Information retrieval (IR) has been a dominant force in the last 20 years of computing. Even within the domain of natural language processing (NLP), tasks such as summarization and question answering have come a long way based on IR-like approaches designed to surface information that already exists.

In this talk, I argue that the field of NLP is seeing a shift towards information synthesis: methods that can combine existing pieces of information to produce new conclusions. Systems built with such methods promise to produce greater insights for their users than pure retrievers, but there are many challenges which still need to be addressed.
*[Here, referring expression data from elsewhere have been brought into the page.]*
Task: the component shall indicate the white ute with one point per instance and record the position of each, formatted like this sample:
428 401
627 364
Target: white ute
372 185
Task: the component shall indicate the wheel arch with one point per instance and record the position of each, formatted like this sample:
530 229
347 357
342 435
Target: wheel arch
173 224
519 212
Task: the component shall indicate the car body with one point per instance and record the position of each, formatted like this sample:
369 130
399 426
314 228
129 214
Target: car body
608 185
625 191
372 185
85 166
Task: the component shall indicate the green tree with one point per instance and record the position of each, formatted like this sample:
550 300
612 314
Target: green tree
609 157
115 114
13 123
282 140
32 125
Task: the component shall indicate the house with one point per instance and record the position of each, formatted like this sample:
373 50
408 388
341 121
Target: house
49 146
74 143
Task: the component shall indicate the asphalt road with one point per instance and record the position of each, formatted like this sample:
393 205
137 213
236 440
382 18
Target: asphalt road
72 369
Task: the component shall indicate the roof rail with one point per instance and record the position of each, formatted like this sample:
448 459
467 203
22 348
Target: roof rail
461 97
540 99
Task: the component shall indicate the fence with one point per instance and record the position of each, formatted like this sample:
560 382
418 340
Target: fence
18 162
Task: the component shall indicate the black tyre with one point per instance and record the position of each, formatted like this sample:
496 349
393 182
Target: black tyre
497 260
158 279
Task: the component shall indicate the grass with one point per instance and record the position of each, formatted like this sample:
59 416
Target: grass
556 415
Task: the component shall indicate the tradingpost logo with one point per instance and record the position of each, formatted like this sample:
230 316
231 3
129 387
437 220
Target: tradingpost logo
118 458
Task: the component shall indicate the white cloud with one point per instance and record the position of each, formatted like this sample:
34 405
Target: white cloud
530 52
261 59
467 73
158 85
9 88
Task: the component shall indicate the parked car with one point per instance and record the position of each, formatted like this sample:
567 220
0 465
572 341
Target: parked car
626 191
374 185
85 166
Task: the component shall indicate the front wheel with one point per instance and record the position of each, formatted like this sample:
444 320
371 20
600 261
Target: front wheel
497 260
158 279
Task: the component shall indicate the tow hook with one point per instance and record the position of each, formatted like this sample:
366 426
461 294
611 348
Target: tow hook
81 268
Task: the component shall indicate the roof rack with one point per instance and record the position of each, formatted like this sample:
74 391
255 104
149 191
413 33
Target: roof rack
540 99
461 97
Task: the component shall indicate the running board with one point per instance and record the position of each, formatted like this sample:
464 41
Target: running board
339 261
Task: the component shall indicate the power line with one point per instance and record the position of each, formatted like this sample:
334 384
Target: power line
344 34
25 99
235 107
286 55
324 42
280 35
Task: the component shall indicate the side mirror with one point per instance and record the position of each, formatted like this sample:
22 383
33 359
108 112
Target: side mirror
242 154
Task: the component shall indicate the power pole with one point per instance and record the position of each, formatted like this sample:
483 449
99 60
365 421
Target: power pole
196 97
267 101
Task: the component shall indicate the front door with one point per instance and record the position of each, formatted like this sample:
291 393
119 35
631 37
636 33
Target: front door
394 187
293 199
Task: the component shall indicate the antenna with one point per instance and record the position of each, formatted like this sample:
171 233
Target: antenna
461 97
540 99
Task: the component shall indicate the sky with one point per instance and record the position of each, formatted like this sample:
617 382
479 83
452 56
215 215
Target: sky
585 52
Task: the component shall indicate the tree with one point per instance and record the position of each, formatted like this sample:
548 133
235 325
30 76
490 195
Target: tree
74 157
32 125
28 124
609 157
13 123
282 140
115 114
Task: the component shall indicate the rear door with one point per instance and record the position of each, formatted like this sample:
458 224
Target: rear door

I will first discuss our work on models that can take combinations of premise statements and deduce conclusions from them to construct natural language “proofs” of hypotheses, paving the way for explainable textual reasoning. I will then describe some shortcomings of doing this kind of reasoning with large language models and suggest how explanations can help calibrate the inferences they make. Finally, I will discuss the recent impact of ChatGPT and GPT-4 on text summarization, showing how the incredible new synthesis capabilities of these models will need to be fleshed out and benchmarked in the coming years.

Presenter

Greg Durrett
University of Texas at Austin

Greg Durrett is an assistant professor of Computer Science at UT Austin. His research focuses on techniques for accessing and reasoning about knowledge in text. Large language models (LLMs) like ChatGPT and GPT-4 have dramatically advanced the frontiers in this area; currently his team is looking at where these systems succeed and fail and how to enhance their capabilities, particularly via systems that use LLMs as primitives. He is a 2023 Sloan Research Fellow and a recipient of a 2022 NSF CAREER award, among other grants from agencies including the NSF, Open Philanthropy, DARPA, Salesforce, and Amazon. He completed his Ph.D. at UC Berkeley where he was advised by Dan Klein, and he was previously a research scientist at Semantic Machines.